Мама!!! — страница 55 из 86

– Я с Танькой подралась, и меня дома закрыли.

Анька остановилась, положила рюкзак на подоконник, левую руку уперла в бок, выставила вперед левую же ногу и, как на допросе, язвительно пропищала:

– И чего это вы подрались?

– Да дура она. Дикарка какая-то.

Саша решила не рассказывать Аньке про две шапки. Подумала, что та не поймет. У них проблем с шапками не было. Анька взяла рюкзак и направилась к главной лестнице:

– Это которая Танька? За стенкой?

– Да. Она в 3-м «Д» учится.

– Ну так чего ты хочешь. «Д» – дураки. Умных-то в «Д» не отправят.

Она помолчала:

– Карантин у нас. В школе с сегодняшнего дня карантин. А нас предупредить забыли. Шуму-то будет! Официально же мы не учимся. Так что сейчас всех домой отправят. Проверка придет, увидят, что мы на уроках-то, и наподдадут Ираиде.

Анька взяла Сашу под локоть и завела ее на лестницу. Сзади, насупленная, раздувшаяся, как жаба, приземистая, стояла и не решалась к ним подойти Оксана Ермакова. Саша хотела незаметно пригрозить ей кулаком: мол, только подойди к нам с Анькой. Но незаметно не получалось, поэтому она только показала Оксане взглядом – мол, пшла вон отсюда.
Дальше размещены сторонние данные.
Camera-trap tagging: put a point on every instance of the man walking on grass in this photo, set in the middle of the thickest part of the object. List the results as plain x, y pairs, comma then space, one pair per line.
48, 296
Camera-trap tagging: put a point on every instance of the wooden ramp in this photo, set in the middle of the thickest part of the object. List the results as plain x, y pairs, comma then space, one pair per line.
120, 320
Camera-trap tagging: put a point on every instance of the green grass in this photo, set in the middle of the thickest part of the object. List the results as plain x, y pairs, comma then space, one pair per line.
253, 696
– А мы куда? – спросила она Аньку.

– Так домой. Говорю же, не будет уроков-то.

Саша сомневалась:

– Тебе кто сказал? Алевтина Юрьевна?

– Нет, мама. Они утром приехали уже и рассказали про карантин.

– Может, не в нашей школе? Или не в нашем классе? У нас же все здоровые. Даже сразу и не вспомнить, кого нету.

– Говорю тебе точно – сейчас по домам отправят. Давка будет. Ты где, кстати, разделась-то?

– В гардеробе.

– И я. В классе елку наряжают.

– Кто?

– Киселёва родители. Они на ремонт не сдавали же, вот обещали елку нарядить к празднику и окна помыть. Денег-то раз нет.

Саша не стала говорить, что тоже не сдавала на ремонт. У них впервые стали требовать деньги на ремонт класса. По тысяче пятьсот! Это ж какие деньжищи! Она долго не сдавала, Алевтина Юрьевна ее замучила. Наконец пришла бабушка. Она что-то сказала учительнице в сторонке и спокойно пошла домой. Саша на улице ее спросила, чего же она такого нашептала.

– Сказала, что мать твоя тоже педагог и что мы знаем, на какой такой лемонт деньги собирают. Еще раз потребует на лемонт или нужды класса – я ее быстро в прокаратуру сдам.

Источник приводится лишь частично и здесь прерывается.